Any state abiding by the rule of law, human rights, and democracy needs to provide evidence proving such allegations beyond a reasonable doubt and enabling the victims to challenge such administrative decisions in court. If Israel wants to drop the pretense of democracy, so be it. But human rights and the rule of law are universal obligations under international law.
this is biased for countries which are not under conflict and don't get accused by the other side every other week
Yes, and you should. And for those governments who can’t or won’t provide evidence, you should disregard their assertions as baseless and suspect.

I mean, why wouldn’t you demand proof? Governments have a long and nasty history of conflating their political interests with security interests, just trusting their assertions seems extremely foolhardy.
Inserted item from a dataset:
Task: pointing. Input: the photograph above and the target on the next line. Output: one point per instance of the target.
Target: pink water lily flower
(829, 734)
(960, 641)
because it would compromise means and methods
Tough. The logical consequence of “we can’t show you the proof” is “okay, I don’t believe that you have any”. After all, you would not believe my assertions about fantastical achievements without evidence, and the consequences of that hypothetical are much lower than the state saying it should be able to kill people in the name of “counter terrorism”.

More succinctly; “it would compromise means and methods” is a phenomenal way to cover up shaky or non-existent evidence.

> why their members opinion is more accepted than the Israeli politicians who did that?

Why does the opinion of multiple third parties carry more merit about the adversarial facts of a conflict than one of the participants to said conflict? Really?